SEVERAL top music schools in the United States are holding auditions in the Orient, hoping to take advantage of the surge of interest among young Asians in pursuing musical training abroad. Last fall, officials from the Eastman School of Music, the Peabody Conservatory, and the music schools of Oberlin College and the University of Miami formed a coalition and traveled to Tokyo, Seoul, Taipei, and Hong Kong in search of applicants.

Response was "phenomenal," says Jo Faulmann, coordinator of the trip and director of admissions for the School of Music at the University of Miami. The schools jointly auditioned more than 100 students and turned away half as many.

The "mystique" of the US and the overcrowded conditions in Asian music schools cause teenagers to dream of training in America, students say. "It's hard to get into colleges in Taiwan. If you want to be a musician - there's just not enough space," says 18-year-old violinist Mei-Ann Chen, who came to the US two years ago.

Admissions officials express no qualms about casting their nets in Asia. "I haven't denied a spot for a US kid in favor of an international student," says Robert Annis, dean of enrollment services at New England Conservatory of Music, which has held auditions in Asia for the past three years.
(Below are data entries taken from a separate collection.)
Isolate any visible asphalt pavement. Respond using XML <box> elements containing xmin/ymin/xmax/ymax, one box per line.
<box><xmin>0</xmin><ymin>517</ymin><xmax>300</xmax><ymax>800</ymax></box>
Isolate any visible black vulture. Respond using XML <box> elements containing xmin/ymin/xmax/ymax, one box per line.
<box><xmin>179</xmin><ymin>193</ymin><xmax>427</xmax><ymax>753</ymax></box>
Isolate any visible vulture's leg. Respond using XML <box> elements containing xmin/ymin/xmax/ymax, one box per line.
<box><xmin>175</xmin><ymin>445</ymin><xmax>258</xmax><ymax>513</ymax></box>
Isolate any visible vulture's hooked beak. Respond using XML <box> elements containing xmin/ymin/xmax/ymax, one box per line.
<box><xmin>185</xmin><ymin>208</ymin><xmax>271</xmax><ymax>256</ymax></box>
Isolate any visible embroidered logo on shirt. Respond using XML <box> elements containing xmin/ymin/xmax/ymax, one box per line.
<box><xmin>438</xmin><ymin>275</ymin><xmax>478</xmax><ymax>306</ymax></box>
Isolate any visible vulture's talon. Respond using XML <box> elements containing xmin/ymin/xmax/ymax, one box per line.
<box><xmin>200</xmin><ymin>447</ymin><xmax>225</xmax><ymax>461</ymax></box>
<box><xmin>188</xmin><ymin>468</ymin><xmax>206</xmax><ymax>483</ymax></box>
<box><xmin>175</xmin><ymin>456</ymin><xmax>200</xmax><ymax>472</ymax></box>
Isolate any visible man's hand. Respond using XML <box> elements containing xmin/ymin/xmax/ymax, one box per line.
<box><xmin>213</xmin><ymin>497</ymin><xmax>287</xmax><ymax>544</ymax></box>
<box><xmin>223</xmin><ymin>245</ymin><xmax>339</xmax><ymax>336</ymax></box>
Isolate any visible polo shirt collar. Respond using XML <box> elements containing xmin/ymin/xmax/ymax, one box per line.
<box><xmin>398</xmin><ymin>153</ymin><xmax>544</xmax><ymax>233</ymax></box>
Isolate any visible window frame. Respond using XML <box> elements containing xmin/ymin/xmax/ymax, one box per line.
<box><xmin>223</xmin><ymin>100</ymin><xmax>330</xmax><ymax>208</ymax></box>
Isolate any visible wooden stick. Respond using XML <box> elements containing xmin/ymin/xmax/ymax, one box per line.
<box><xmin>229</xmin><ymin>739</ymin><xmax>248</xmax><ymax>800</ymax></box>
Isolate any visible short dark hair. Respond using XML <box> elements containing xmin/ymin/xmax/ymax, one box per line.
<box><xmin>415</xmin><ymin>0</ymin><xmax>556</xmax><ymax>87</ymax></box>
Rather, officials voice concern over the continuing downturn in the number of high-school seniors and over the widespread lack of music education in US schools that grooms children for further study.

"Quality is another issue here," says Ms. Faulmann. Her school found that Asians who came to study unsolicited were "hardworking and serious." Now, in response to the rising number of inquiries from Taiwan, Japan, and Korea coming in, it helps to go over there to provide "more personal contact," she says.